TG: Re: Grove St. Parking signs in the 400 block (District 2AB)
These signs read: “No parking on Thursdays 9AM – 4PM on the south side of the street” and …….… “No parking on Fridays 9AM – 4PM on the North side of the street.”
These signs are wrong and misleading.
Parking regulations were changed several years ago:
For the past few years have been no parking every other week. The wrong signage has deprived many people of legal parking spaces. For example, at 2 p.m. on Aug. 8, one car was parked legally on the entire block.
I live on this street and I am a snow bird. Upon my return from Florida, I immediately went into the Evanston website, www.cityofevanston.org/parking to check the parking schedule.
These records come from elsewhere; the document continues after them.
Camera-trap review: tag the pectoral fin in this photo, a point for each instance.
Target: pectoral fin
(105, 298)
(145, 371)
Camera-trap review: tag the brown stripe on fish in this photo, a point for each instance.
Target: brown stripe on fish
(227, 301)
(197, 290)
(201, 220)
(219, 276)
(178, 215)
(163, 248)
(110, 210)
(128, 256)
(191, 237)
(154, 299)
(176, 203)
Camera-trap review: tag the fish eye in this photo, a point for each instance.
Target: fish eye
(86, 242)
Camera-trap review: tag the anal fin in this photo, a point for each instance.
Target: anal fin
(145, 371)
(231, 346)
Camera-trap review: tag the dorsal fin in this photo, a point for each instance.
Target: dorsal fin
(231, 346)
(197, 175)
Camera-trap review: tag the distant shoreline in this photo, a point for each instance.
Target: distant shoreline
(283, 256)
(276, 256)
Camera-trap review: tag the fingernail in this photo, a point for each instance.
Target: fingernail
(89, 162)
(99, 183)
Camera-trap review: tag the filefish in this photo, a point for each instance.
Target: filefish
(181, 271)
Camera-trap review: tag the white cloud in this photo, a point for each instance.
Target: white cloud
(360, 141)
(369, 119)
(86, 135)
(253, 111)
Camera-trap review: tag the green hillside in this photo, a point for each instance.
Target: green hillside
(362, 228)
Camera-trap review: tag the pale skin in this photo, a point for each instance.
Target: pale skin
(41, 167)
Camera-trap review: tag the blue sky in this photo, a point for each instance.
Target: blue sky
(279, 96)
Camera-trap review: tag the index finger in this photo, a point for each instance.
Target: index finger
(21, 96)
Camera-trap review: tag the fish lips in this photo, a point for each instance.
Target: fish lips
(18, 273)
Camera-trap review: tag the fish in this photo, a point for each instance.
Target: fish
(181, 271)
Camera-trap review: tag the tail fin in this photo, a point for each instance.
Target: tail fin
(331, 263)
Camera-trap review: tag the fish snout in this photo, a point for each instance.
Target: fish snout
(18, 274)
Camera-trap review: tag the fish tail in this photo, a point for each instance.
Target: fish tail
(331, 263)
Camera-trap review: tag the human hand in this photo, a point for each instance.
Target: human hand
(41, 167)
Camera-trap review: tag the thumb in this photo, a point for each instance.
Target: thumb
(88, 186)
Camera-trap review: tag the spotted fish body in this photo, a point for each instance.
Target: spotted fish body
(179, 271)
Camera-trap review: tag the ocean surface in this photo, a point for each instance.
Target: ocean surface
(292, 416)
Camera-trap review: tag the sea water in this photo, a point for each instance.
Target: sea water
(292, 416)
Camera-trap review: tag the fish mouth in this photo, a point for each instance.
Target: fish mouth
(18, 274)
The page opens with street cleaning parking rules for this block.
I followed these rules, and when I parked on June 18, I received a parking ticket. I protested, and was told that these rules are not the parking rules.
I was told that this is for sweeping at 4 a.m. – 7 a.m. which does not happen, and it is listed under parking rules. To find the parking rules you have to scroll down the page to find another set of parking rules.
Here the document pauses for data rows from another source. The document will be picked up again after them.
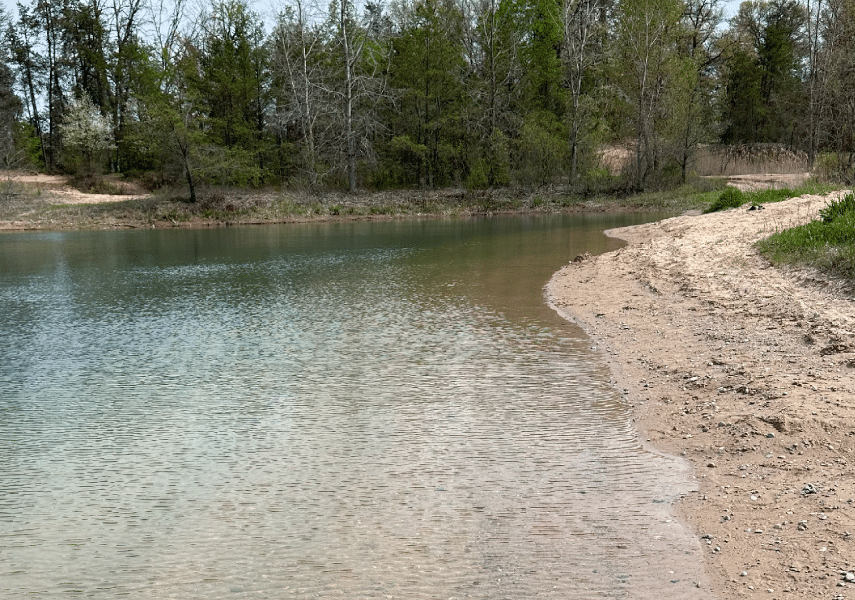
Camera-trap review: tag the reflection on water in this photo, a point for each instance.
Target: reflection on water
(347, 410)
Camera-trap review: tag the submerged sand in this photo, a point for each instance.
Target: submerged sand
(747, 371)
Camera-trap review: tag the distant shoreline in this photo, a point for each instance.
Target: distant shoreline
(746, 371)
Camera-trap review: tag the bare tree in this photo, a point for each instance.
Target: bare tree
(364, 56)
(581, 26)
(301, 80)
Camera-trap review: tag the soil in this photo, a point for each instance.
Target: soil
(746, 370)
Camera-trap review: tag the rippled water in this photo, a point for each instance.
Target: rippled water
(356, 410)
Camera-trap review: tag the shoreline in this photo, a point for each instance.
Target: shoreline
(747, 372)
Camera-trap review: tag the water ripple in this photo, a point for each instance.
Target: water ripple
(327, 421)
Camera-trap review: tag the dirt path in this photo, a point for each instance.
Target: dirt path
(746, 371)
(58, 187)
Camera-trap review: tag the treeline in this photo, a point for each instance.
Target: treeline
(421, 93)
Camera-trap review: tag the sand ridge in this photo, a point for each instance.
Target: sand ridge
(747, 371)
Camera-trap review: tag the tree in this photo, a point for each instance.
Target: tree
(582, 28)
(493, 35)
(88, 133)
(427, 69)
(231, 77)
(364, 60)
(303, 103)
(765, 98)
(647, 32)
(695, 115)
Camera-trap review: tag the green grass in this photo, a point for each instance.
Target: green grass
(733, 198)
(827, 243)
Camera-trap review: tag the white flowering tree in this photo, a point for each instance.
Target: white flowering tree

Why aren’t the current rules on top? Why didn’t they change and correct the street signs?
I protested the ticket, and the protest was denied. I went to the office in person and finally “as a courtesy they voided the ticket.”
I wasted much of my time.
The first thing that should show up when you open the City parking website should be the current parking rules. The street signs should be up-to-date.
The new schedule has only two “no parking” days in June, four “no parking” days in July, two “no parking” days in August, three “no parking” days in September, etc., and the sign says “No Parking Eight Days a Month. –Norman Ferber.
From TG: Mr. Ferber, you have just hit a TG nerve. The same nonsense applies to the 1100 block of Florence Avenue (where the RoundTable offices are), and TG has complained about the problem several times this summer:
The posted signs ban parking far more than needed to accommodate street-sweeping, and the street-sweeping schedule posted on the website bears no relation to the “No Parking” signs here or to any street-sweeping that occurs here. Is it OK to ignore the signs and to follow the City’s website? Perhaps suggesting that the permanent signs can be ignored, the City puts out some temporary “No Parking Tuesday”, etc., signs up in the neighborhood on Tuesdays when street-sweeping is supposed to occur. Why do we need temporary signs, if the permanent signs are the authoritative ones? This whole scheme has caused confusion and unnecessarily (TG believes) deprived residents of on-street parking on many days. TG challenges all streets and sanitary officials – and the City Manager – to park properly on any of these residential streets (no re-parks) for an entire season.
The Traffic Guy thinks …
… that some squares of sidewalk along Central Street were replaced recently, in a seemingly haphazard and certainly ugly fashion. The new white squares stick out against the old gray concrete. Maybe the merchants there will paint the new squares green or blue or orange or purple, to make it look like the contrast was purposeful.
… that we’ve all been kinda crabby recently, though in some cases with good reason. Let’s hope the crisp autumn air will refresh us all.